21 Il principio di proporzionalità può essere considerato immanente negli ordinamenti giuridici sia di common law che di civil law, tanto da poterlo definire come un” grande principio costituzionale di carattere generale” (cfr in tal senso, Vassalli G., “Diritto penale e giurisprudenza costituzionale “, Napoli, 2006 ).

Costituisce l’alveo nel quale si dipanano i pubblici poteri, tra i quali anche il diritto tributario, e costituisce- nella pratica normativa- un criterio per valutare se l’intervento statale è arbitrario e “parametrato” all’insieme dei diritti soggettivi. 22 Sentenze emesse nell’ambito della Causa C-81/87 e della Causa C-208/00.

Alla luce di ciò la stessa Amministrazione finanziaria ha affermato che la possibilità di fornire la prova contraria garantisce una valutazione case by case e, quindi, il pieno rispetto del principio di proporzionalità, necessario per mitigare, secondo la Suprema Corte, la portata generale delle disposizioni antielusive.

Per quanto riguarda la compatibilità della norma con le Convenzioni contro le doppie imposizioni, l’ Agenzia delle Entrate ha affermato la piena compatibilità della presunzione di residenza con il regime delle Convenzioni internazionali, richiamando il Commentario al Modello OCSE di Convezione , secondo cui, peraltro, al fine di individuare la sede di direzione effettiva, deve aversi riguardo anche al luogo di svolgimento dell’attività principale ,in linea con un’osservazione formulata in tal senso dall’Italia.

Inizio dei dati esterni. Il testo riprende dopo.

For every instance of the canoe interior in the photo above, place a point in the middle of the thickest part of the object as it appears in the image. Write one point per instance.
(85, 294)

In quest’ambito, è stato sottolineato come le Convenzioni contro le doppie imposizioni non interferiscono con i differenti criteri di collegamento soggettivo che ciascuno Stato seleziona per stabilire la residenza di un soggetto sul proprio territorio, limitandosi a indicare quali elementi e circostanze devono essere, prioritariamente, valutati in ipotesi di doppia residenza.

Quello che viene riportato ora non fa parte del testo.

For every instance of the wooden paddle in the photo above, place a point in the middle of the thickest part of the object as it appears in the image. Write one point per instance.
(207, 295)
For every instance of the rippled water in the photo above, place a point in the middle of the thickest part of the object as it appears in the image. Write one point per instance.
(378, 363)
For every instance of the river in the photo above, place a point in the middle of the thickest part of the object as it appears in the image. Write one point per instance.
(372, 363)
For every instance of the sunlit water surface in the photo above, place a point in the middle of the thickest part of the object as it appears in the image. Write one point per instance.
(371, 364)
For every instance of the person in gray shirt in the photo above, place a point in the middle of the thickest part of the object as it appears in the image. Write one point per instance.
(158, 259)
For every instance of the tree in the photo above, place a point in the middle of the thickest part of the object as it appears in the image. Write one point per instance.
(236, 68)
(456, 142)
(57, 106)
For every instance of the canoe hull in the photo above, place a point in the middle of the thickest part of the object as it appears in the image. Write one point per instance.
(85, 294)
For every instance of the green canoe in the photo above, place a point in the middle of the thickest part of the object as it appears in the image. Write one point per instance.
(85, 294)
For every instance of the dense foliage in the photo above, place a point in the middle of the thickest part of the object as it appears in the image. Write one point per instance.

In definitiva, la “struttura presuntiva” è tale in quanto ammette la prova contraria e, parlando di “struttura”, evidentemente nulla aggiunge ai criteri sostanziali utili ad individuare la sede dell’amministrazione, cui gli accordi internazionali ed il Modello OCSE fanno riferimento.

La norma, quindi, non incide su cosa debba intendersi per place of effective management, che coincide con quanto sancito dal Modello OCSE, bensì mira a “facilitare” l’attività ispettiva attraverso un’innovazione/integrazione procedurale.